Personally identifiable information (PII) is any data that can be used to specifically identify an individual. On the Feed Definition page, individual Feed Columns have a PII section that indicates if the field contains PII (Y or N).

Priority

When you define a source, you set the source's display priority, 1 (highest priority) to 999 (lowest priority). When source names are displayed by priority (such as on the CDP Summary chart) they are listed by priority number (highest priority number to lowest priority number).

Quarantined

  • Quarantined means a record had one or more validation issues and has been removed from the process and written to a file in the quarantine directory.

  • If the incoming feed has duplicates based on the defined primary key, the "extra" records are removed from the process, counted, and reported via the UI.

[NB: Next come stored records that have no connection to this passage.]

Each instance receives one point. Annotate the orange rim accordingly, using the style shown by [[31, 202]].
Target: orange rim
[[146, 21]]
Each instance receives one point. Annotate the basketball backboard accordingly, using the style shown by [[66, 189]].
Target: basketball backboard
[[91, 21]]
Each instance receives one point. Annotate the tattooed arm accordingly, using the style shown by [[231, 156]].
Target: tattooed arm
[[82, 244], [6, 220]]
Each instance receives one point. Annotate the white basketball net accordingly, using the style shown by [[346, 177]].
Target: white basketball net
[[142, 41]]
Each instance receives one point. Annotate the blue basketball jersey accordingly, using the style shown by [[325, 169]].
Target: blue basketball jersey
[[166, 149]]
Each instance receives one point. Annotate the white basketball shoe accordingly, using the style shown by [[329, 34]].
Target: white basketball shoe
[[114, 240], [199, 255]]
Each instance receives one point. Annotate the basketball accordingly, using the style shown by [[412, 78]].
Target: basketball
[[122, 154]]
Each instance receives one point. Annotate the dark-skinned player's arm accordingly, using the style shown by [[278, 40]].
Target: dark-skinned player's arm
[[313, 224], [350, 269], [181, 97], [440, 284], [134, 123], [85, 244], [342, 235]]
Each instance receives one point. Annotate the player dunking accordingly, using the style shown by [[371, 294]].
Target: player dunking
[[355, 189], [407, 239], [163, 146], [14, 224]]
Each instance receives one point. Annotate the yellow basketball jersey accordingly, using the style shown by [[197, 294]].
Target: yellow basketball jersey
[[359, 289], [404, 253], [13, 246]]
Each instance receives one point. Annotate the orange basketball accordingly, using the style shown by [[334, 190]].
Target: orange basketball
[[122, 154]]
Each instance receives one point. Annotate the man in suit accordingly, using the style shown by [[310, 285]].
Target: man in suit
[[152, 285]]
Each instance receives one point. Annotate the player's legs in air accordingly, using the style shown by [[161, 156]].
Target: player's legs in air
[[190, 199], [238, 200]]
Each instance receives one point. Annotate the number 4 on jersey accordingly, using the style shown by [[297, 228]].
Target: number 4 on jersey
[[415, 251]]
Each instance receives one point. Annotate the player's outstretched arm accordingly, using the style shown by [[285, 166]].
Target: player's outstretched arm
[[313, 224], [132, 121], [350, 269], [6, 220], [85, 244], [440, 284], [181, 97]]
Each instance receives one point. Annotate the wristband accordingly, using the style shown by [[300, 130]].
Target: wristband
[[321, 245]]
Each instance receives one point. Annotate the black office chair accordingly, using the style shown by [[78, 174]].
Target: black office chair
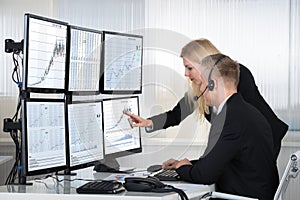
[[291, 171]]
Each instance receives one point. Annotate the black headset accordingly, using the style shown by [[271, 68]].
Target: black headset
[[211, 83]]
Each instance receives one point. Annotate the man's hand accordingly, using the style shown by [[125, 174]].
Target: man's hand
[[174, 164]]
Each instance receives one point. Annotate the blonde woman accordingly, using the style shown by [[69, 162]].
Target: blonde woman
[[192, 54]]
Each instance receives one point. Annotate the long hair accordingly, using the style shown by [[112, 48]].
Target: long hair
[[195, 51]]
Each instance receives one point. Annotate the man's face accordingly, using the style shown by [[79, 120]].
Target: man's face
[[191, 71]]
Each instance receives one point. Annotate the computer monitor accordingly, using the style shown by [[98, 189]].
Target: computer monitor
[[43, 136], [85, 134], [84, 60], [119, 138], [45, 44], [121, 68]]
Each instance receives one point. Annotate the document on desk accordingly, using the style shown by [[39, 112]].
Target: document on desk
[[121, 177], [185, 186]]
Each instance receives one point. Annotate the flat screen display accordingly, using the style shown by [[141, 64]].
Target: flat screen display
[[45, 45], [122, 63], [45, 135], [85, 133], [119, 138], [85, 60]]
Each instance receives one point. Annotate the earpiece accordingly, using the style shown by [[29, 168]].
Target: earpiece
[[211, 83]]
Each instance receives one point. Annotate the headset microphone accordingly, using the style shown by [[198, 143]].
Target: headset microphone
[[197, 97]]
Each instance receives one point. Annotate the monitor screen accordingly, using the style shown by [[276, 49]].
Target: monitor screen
[[85, 134], [119, 138], [43, 124], [85, 60], [45, 43], [122, 63]]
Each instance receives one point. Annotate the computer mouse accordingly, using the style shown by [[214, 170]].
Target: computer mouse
[[154, 168]]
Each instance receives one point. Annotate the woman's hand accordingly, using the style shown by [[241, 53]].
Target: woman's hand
[[137, 121]]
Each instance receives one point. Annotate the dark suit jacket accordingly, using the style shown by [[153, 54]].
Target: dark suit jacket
[[241, 160], [248, 89]]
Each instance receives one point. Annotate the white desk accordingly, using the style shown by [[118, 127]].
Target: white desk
[[49, 189]]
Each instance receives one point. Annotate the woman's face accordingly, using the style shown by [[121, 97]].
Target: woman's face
[[191, 72]]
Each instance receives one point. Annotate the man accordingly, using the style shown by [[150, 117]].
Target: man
[[239, 158]]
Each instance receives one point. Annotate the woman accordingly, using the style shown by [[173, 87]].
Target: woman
[[192, 53]]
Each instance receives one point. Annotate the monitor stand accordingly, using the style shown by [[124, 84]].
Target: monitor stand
[[108, 165]]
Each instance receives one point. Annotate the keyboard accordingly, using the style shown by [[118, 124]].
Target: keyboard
[[103, 187], [167, 175]]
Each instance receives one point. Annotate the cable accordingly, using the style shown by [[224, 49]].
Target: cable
[[14, 133]]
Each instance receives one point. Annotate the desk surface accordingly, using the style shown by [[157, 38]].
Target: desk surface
[[50, 189]]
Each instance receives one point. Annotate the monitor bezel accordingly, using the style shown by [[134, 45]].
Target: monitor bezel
[[91, 163], [102, 78], [124, 152], [25, 87], [81, 92], [25, 139]]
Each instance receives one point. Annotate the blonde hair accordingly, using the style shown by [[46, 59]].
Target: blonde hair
[[195, 51]]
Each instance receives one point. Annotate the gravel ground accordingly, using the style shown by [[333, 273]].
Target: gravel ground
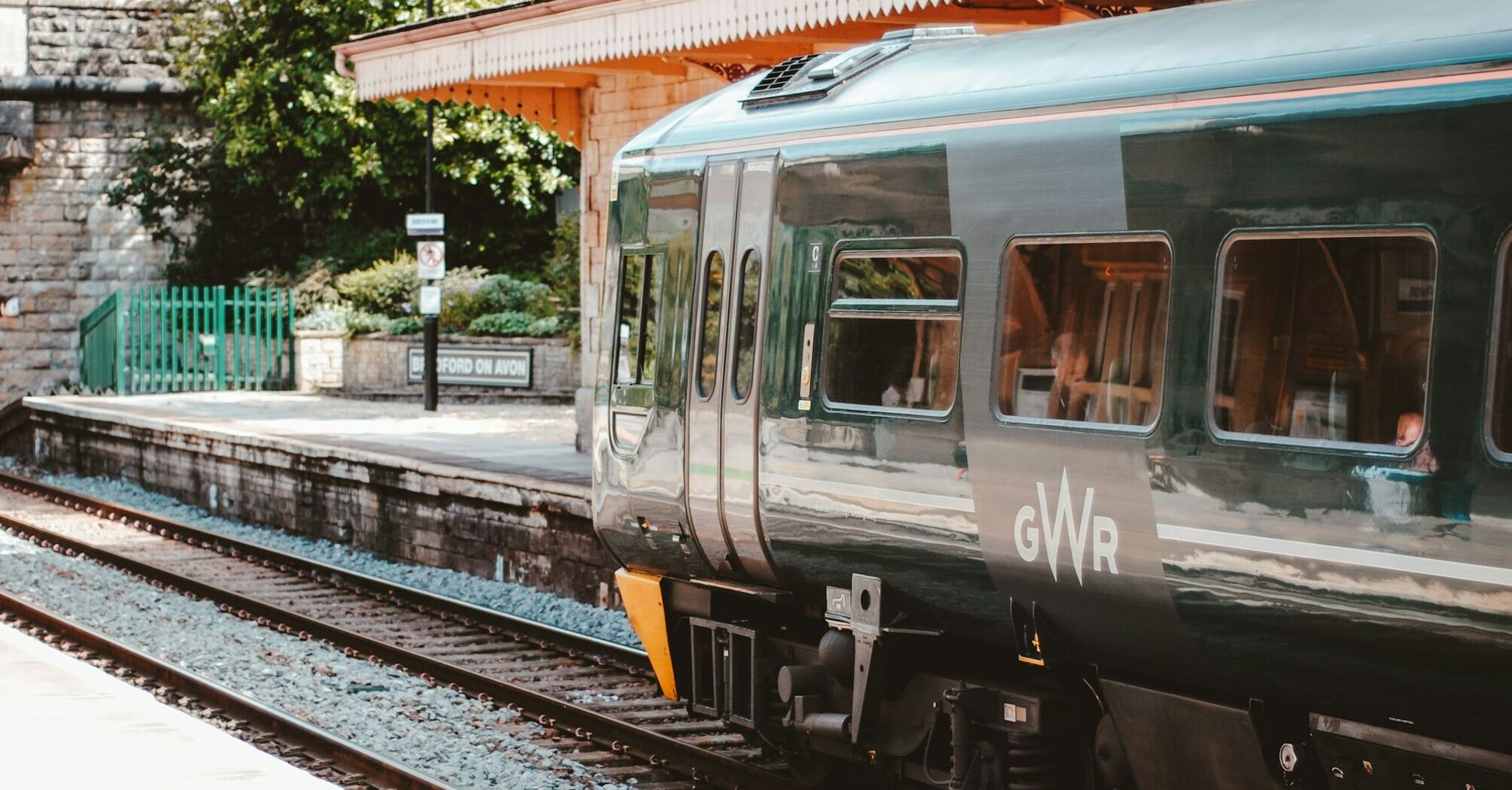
[[499, 595], [437, 731]]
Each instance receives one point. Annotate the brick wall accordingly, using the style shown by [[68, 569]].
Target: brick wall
[[616, 111], [62, 248]]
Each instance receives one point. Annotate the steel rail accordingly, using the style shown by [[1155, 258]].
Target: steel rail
[[585, 724], [575, 642], [344, 754]]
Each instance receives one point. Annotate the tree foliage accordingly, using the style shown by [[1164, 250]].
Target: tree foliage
[[289, 169]]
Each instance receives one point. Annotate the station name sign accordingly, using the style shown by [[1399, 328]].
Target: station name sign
[[477, 366]]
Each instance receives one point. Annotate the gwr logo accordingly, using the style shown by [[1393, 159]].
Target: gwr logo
[[1103, 532]]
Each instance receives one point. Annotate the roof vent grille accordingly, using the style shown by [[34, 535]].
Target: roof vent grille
[[781, 76]]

  • Records that are removed from the process based on a business rule are ignored.

Reference data

Used to ingest lookup values that are specific to the customer (Business Unit, Brand, Payment Type, Sources, etc.). These values will be included in feed layout validation rules, loaded into appropriate lookup tables, and might require business rule adjustments. 

Source

A source is a way to group and categorize feeds (i.e., a source system); it is comprised of one or more feeds. A source could consist of a single feed or a hundred feeds.

For example:

  • Customer operational systems (POS, e-comm, etc.)

  • Third-Party (e.g., CRM, social media, demographic append, etc.)

Source status

This value is an indicator of how well your source is performing. The status of an individual source is based upon the statuses of its included feeds.

Source status

Description

Good

All feeds included in this source executed successfully within their scheduled feed frequency.

Error

One of the feeds included in this source has a feed status of With Errors.

Stale

One of the feeds included in this source is stale.

Source to feed layout

The process during which all required data attributes are mapped from their source to a relevant feed layout. This is the first deliverable in the onboarding process. For example:

  • Mapping PII to Party_Profile feed layout

  • Mapping store data to a location feed layout and relevant data required to its extension table

Refer to Data ingestion basics for more information about this process.

Split

Splits allow you to edit your audience down to your essential customers. A split is a predefined segment added to the audience during audience definition. A split excludes all customers except for the customers defined by the segment. In essence, it "splits" off the group of customers defined by the split segment.

Summary tables

The tables where the data summaries reside.

Suppression

Suppressions allow you to edit your audience down to your essential customers. A suppression is a predefined segment added to the audience during audience definition, but in this case the segment rules exclude customers from the audience.

System

System is a place that holds data at rest or data records at creation.

For example:

  • A CDP

  • A data warehouse

Table metadata

Information about table schema and names, column names, datatypes, nulls, primary, foreign, alternate keys, referential integrity constraints, etc.

Table metrics

The table metrics are calculated from all the feed runs using the following time values and table change counts:

Table metrics time values and table change counts

Description

Start Time

Last completed feed run time (24 hours).

End Time

Last completed feed run time.

Inserted Count

Number of records inserted into the table.

Updated Count

Number of records updated in the table.

Deleted Count

Number of records deleted from the table.

Target

A target is where the data are written.

Valid ranges

Valid ranges reference a range of values acceptable for a given attribute. For example, an Age attribute may contain a range from 0-100, and any value outside that range indicates a problem.

Valid values

Valid values are the values allowed for a particular column (defined in the lookup table). A value outside of those defined in Valid Values would result in an error. Valid values reduce data entry errors and help maintain consistency/data integrity.